The original stock of the Santiago Colony was collected by the author in India during September, 1938. Three months later, 409 monkeys were released on Santiago Island. On March 1, 1940 the Rhesus Colony had about 350 monkeys in various stages of development ranging from infancy to senility. There were 24 adult males and four sub-adult males who lived in heterosexual groupings, while 12 subadult males lived in unisexual male groupings, thus making a total of 40 males in the Colony. There were approximately 150 adult females, making a ratio of more than 6 adult females to each adult male. In addition there were 3 sub-adult females, 48 infants born in India during July and August, 1938,90 infants born in the Colony between May 19 and December 31, 1939 and 20-odd infants born since January 1, 1940.

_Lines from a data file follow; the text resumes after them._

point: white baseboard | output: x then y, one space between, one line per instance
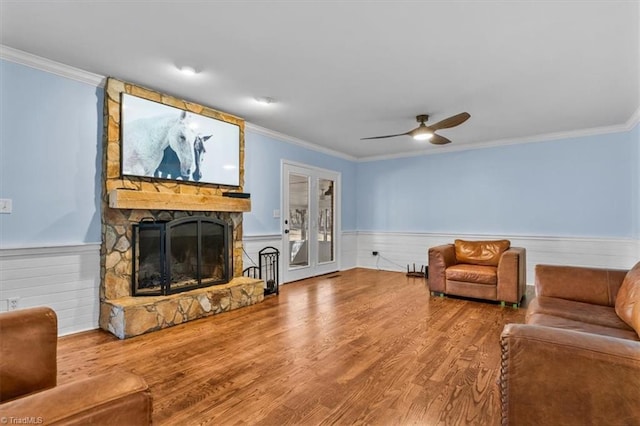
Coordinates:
64 278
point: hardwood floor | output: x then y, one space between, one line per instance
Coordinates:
356 347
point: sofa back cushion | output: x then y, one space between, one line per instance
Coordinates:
628 299
481 252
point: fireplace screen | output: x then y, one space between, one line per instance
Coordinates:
180 255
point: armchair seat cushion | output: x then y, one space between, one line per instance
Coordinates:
472 273
577 311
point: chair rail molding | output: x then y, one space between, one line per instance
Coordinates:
397 249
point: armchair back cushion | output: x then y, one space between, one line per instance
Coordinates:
628 299
28 348
486 253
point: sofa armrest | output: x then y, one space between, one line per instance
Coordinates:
590 285
28 349
555 376
440 258
116 398
512 275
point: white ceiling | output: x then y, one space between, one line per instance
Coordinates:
343 70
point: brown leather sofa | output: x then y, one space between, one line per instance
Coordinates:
490 270
576 361
28 374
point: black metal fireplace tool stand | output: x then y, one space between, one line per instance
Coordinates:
267 270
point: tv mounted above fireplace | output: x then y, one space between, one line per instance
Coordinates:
163 142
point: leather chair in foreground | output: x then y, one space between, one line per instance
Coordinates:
28 375
576 361
490 270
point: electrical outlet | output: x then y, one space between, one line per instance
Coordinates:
6 205
13 303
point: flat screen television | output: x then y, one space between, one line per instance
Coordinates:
164 142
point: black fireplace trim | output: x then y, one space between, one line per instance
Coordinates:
164 227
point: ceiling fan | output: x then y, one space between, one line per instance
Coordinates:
424 132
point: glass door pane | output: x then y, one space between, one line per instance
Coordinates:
299 220
325 221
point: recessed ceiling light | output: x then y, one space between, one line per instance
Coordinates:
265 100
187 70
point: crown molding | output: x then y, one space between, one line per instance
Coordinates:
299 142
67 71
44 64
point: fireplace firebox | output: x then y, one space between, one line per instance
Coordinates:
180 255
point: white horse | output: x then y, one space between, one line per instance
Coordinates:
147 138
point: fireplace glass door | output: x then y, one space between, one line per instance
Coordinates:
180 255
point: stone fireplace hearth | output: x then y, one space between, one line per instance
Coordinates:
127 200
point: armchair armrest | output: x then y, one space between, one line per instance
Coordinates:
590 285
512 275
555 376
111 398
28 349
440 258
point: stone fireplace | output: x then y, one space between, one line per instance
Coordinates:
129 201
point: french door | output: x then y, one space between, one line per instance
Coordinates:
309 221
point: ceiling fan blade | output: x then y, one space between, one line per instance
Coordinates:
453 121
383 137
439 140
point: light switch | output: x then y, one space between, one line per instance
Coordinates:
6 205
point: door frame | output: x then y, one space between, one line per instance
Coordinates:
314 172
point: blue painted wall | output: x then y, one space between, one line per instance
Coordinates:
50 148
635 196
50 139
263 157
573 187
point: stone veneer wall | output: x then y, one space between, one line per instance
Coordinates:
116 255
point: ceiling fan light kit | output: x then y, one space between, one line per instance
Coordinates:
424 132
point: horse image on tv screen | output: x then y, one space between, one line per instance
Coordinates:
165 142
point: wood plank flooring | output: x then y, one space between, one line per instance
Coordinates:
356 347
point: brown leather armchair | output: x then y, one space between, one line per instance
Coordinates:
28 375
490 270
576 361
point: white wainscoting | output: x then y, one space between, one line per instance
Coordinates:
396 250
65 278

Besides these Rhesus monkeys there was a male, a female and an infant of the pig-tail type (Macaca nemestrinus) constituting a small family. The animals organized themselves into 6 heterosexual groups ranging in size from 3 in the case of the pig-tail group to 147 for the largest Rhesus group. The smallest heterosexual Rhesus group had 13 individuals. The average Rhesus group contained approximately 70 animals. This report is based on observations of 40 different Rhesus females of the Colony who passed through 45 periods of sexual receptivity between February 29 and April 27,1940. When this study began the Rhesus Colony had just been released from isolation cages, in which they had been held for six weeks for tuberculosis testing.